Once again, standard-issue boots marching over flagstones woke Hicham Omary from his sleep. Kept in perpetual darkness, he had no idea whether it was day or night.

For a full week he had not left the cell. In that time he had revisited a thousand memories, and pondered all kinds of philosophical questions, the kind for which there’s never quite time in the haste of normal life.

He found that by breaking the years down into an intricate flowchart of events, he could keep himself amused for hours at a stretch. The exercise drove away boredom – the curse of solitary confinement.

The boots moved in a rhythm, steel tips striking down hard on the stone. The sound grew louder as it approached Cell No. 3. Then silence. And a set of keys clattered in a primitive music of their own. Omary listened, waiting for the inspection hatch to open, and for the blinding shaft of low-watt light.

But, this time, another key was selected.

It sounded quite different as it slipped into the lock. It was larger and was serrated on both sides. Hicham Omary hadn’t been in the prison system long, but long enough to learn the ritual of keys.

For it was they alone that could deliver freedom.

The cell’s tempered steel door was pulled open fast. Jerking both hands over his eyes, Omary blocked the light, as his lungs expanded with what smelled like fresh mountain air.

The guard ordered the prisoner to stand.

Omary did so, adrenalin coursing through his bloodstream, as he struggled to make sense of what was going on. A grating sound followed, metal rasping on metal. His hands were cuffed behind his back, then attached by chains to the fetters around his ankles.

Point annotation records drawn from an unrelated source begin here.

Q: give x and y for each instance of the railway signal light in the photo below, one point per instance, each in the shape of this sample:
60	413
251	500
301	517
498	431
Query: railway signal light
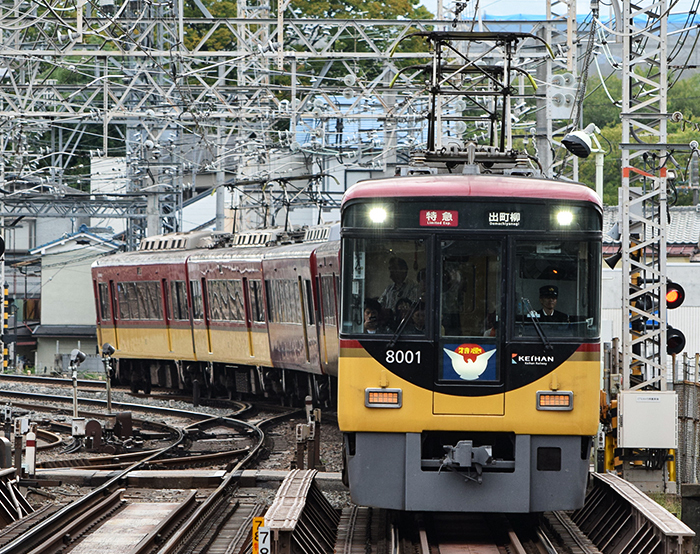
675	341
675	295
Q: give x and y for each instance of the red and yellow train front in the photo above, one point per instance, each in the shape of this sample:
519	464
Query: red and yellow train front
469	355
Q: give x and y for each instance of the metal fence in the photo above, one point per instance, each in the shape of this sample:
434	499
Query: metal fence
686	383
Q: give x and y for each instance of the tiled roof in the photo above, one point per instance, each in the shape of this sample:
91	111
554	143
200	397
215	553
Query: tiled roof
683	229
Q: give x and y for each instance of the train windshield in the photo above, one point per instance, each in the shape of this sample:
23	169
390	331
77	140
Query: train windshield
557	287
386	286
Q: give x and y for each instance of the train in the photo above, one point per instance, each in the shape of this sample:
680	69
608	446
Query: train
254	313
454	318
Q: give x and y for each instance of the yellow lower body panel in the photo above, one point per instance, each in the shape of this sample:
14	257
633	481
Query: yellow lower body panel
519	414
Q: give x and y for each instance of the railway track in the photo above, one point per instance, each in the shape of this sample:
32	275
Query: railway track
302	520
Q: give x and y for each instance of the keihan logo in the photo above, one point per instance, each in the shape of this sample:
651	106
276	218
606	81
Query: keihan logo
531	360
469	360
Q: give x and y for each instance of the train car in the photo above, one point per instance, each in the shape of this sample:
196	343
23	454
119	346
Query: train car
143	312
469	342
238	314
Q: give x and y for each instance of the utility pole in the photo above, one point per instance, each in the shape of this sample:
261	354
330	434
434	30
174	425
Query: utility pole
645	437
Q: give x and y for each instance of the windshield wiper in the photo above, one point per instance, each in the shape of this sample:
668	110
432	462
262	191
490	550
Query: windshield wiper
403	323
538	328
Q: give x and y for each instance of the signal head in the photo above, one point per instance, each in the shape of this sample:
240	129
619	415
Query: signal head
675	295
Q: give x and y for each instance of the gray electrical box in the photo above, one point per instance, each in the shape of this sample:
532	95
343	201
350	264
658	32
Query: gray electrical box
647	419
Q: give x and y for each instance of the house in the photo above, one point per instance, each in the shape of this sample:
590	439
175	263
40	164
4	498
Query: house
67	300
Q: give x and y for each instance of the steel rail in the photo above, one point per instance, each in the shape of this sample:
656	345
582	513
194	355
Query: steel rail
53	524
184	534
161	410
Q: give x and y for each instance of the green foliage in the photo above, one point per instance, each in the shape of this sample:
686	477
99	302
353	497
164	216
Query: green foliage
684	97
597	106
612	172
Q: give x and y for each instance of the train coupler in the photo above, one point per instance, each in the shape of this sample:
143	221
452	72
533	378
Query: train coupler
465	455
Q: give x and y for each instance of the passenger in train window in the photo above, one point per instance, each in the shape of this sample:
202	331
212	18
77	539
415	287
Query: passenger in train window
403	306
371	317
417	326
401	287
549	296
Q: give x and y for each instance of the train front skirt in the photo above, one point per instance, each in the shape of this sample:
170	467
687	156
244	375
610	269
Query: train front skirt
548	473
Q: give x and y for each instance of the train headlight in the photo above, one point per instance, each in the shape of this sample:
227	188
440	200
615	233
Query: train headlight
383	398
565	218
555	400
378	215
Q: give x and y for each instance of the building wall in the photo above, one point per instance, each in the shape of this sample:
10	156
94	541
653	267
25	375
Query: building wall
47	361
67	297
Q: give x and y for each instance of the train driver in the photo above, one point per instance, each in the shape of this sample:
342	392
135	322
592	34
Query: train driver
549	295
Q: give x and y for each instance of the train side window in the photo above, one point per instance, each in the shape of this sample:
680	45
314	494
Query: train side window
557	288
123	301
178	295
151	292
255	294
235	296
105	309
218	300
196	296
270	288
133	300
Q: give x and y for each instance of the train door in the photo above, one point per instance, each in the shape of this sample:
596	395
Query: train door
309	322
207	315
168	312
470	311
199	327
115	310
248	316
321	325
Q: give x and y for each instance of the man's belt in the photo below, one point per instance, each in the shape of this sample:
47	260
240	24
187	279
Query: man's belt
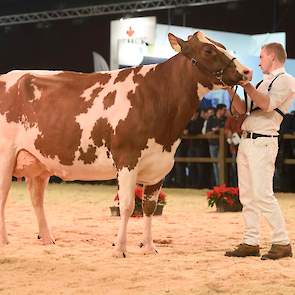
254	135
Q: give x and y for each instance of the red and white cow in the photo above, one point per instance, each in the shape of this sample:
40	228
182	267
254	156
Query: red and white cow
124	123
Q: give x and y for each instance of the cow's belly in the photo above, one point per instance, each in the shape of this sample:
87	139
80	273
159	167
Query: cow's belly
29	165
155	164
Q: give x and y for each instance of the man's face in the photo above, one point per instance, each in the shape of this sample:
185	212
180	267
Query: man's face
266	61
222	112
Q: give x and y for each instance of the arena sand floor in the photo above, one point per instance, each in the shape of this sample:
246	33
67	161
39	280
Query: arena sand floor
191	239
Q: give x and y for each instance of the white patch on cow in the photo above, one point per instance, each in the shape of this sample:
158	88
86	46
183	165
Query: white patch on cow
154	163
37	92
240	68
87	92
115	113
13	76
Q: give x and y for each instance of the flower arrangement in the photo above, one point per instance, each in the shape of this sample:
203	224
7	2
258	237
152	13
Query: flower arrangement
138	194
224	198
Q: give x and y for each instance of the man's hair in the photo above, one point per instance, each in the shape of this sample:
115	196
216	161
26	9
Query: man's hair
277	49
220	106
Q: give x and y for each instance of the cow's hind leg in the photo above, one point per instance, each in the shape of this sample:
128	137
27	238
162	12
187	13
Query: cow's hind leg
149	205
36	186
127	183
7	162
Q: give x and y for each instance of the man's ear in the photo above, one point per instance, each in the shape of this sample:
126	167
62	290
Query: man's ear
176	43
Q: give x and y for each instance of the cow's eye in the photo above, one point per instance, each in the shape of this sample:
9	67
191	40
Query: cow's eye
208	50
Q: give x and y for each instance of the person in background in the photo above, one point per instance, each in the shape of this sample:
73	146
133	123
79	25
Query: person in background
257	154
233	132
213	125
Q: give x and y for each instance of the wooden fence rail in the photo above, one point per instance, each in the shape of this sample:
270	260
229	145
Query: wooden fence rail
222	160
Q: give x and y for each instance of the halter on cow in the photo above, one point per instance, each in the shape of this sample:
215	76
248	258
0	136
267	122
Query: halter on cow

After that came the blindfold.

Not a puny half-hearted blindfold from a children’s birthday party, but a military-issue one of triple-thick hessian, with four straps.

Disorientated, the fetters cutting into his ankles and the handcuffs into his wrists, Omary was led inch by inch down the corridor.

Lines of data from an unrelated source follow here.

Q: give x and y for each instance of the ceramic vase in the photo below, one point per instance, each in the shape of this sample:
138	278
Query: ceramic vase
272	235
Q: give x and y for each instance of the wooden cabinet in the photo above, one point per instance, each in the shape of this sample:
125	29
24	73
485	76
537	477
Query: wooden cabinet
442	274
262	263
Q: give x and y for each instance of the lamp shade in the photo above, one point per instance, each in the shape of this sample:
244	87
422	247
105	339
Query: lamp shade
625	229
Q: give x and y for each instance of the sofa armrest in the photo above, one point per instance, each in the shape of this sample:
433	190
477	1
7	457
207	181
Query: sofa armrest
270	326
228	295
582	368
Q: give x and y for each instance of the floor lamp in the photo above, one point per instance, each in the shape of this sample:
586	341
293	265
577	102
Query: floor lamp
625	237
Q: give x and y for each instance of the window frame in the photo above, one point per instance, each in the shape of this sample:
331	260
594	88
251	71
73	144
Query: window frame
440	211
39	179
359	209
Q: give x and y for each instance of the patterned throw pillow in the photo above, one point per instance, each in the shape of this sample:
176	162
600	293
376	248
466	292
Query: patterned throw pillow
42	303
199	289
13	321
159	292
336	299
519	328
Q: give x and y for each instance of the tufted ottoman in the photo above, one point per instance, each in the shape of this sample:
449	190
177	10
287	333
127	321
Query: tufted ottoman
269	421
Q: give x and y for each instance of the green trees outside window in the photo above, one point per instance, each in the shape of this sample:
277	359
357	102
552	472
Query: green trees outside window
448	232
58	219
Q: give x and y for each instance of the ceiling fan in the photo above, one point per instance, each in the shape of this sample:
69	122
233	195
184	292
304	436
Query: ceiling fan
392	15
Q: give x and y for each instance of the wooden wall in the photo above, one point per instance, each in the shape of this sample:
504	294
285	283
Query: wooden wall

At the end, he was turned around six times to the right, and six to the left. And, swaggering like a drunkard after a night on the town, he was taken calmly into the interrogation cell and forced down onto a stool.

There was warmth, glorious warmth from the interrogation lamps – lamps he could only feel but not see.

Omary listened.

He made out the call of the muezzin far away, although uncertain which prayer it could be calling. And, much closer, he heard the sound of a lighter clicking, being tossed onto a desk, and the stink of a cheap cigarette.

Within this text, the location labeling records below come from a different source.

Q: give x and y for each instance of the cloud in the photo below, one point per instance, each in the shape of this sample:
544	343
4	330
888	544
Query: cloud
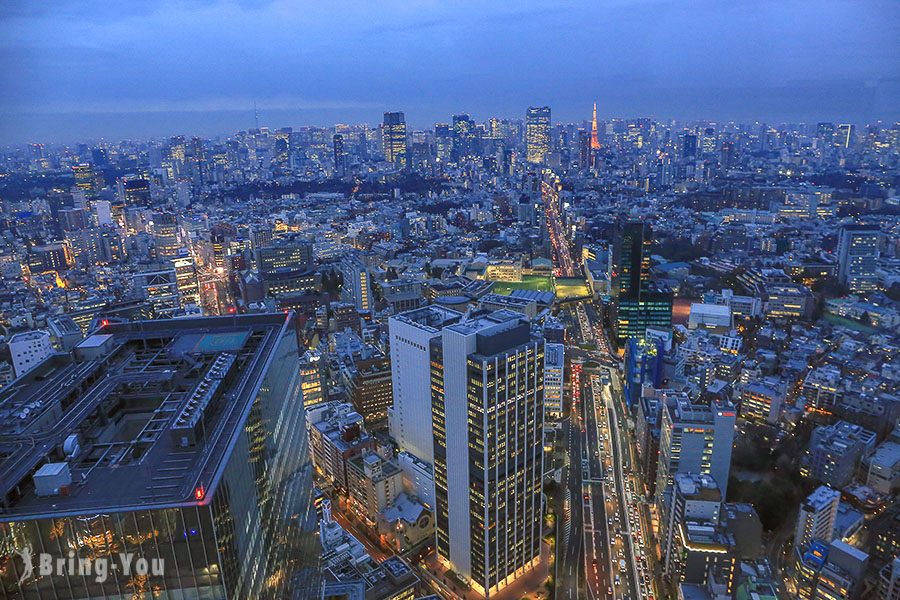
434	57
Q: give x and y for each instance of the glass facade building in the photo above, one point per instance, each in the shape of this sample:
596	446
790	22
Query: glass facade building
245	530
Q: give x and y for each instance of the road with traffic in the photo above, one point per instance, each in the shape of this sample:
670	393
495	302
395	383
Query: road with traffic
609	559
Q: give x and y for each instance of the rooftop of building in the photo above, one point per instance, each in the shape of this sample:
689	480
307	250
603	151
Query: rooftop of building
697	486
114	411
821	497
432	318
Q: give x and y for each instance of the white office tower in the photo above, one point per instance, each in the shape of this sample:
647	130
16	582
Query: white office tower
554	367
816	518
697	502
858	257
409	417
357	286
488	406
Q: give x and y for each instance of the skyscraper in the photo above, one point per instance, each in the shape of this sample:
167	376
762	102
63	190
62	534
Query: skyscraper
357	286
199	466
844	135
537	134
410	415
165	234
638	303
694	438
815	520
337	143
394	139
443	142
84	178
595	138
858	257
463	137
487	398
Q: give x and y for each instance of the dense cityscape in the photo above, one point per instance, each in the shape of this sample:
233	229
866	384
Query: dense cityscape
620	358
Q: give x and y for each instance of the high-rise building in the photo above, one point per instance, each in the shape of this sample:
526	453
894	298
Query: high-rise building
696	501
284	255
858	257
443	142
410	339
844	135
28	349
337	146
178	443
394	139
825	132
160	289
637	302
537	134
487	398
312	390
186	278
595	137
85	179
136	191
165	234
816	518
694	438
357	286
554	380
464	136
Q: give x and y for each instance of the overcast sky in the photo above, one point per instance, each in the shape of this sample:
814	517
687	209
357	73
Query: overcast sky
77	69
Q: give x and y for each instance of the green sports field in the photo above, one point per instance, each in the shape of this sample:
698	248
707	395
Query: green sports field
562	287
543	283
570	288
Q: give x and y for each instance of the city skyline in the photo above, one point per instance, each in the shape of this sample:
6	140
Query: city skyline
156	69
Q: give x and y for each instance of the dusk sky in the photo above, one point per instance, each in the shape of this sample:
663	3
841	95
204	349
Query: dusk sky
100	69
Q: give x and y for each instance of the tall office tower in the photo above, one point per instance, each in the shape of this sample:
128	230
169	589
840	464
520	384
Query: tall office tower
394	139
595	135
727	154
554	369
689	145
584	149
136	191
694	438
357	286
696	502
337	146
165	234
816	518
825	133
537	134
464	135
186	278
487	399
84	179
637	303
179	442
443	142
284	255
844	135
312	390
858	257
410	415
160	290
260	236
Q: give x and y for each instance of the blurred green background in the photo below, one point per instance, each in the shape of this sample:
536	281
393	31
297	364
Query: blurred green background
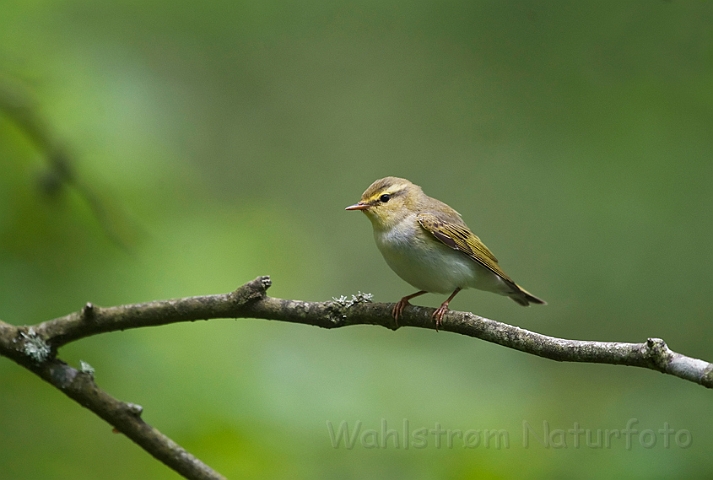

The interrogator drew a chestful of smoke into his lungs, exhaled, and signalled to the guard to lock the door. He had worked in the prison service for thirty years, and prided himself on being able to get the results desired by the authorities in Rabat.

Resting the cigarette on the edge of the desk, a desk speckled with little burns from a hundred other nights, he leafed through the dossier.

‘It says that you have a liking for heroin,’ the interrogator said in a chill well-practised voice.

‘Does it?’

‘Yes, it does. And it says that you have made a fortune in working for the criminal underworld.’

Omary flexed his back to relieve the pressure on his wrists.

‘Are you expecting me to confess to invented charges?’

‘No. But I am expecting you to answer my questions.’

The interrogator stood up.

He walked around the table, and untied the blindfold. Omary’s eyes were flooded with a tidal wave of high-watt light. Eager to avoid it, he glanced sideways and found himself focusing on the walls.

They were festooned with all kinds of equipment.

There were wooden batons and straps, a harness for suspending a prisoner upside-down, electric cables and tourniquets, syringes and a box of broken glass, a variety of blades and pliers. And, in an arrangement high on the back wall, were a selection of what looked liked meat hooks. And, on another hook, an apron was hung. It had been drenched in blood – some of it old, some of it new.

Unlike the movies, where interrogation rooms are usually pristine, the one in which Hicham Omary found himself was filthy from use. Like the apron, the tools and equipment were spattered in dirt and dried blood.

His gaze jolting from one detail to the next, Omary’s eyes came to rest on a drain just near the door. It was clogged with what looked like a lump of human skin and matted hair.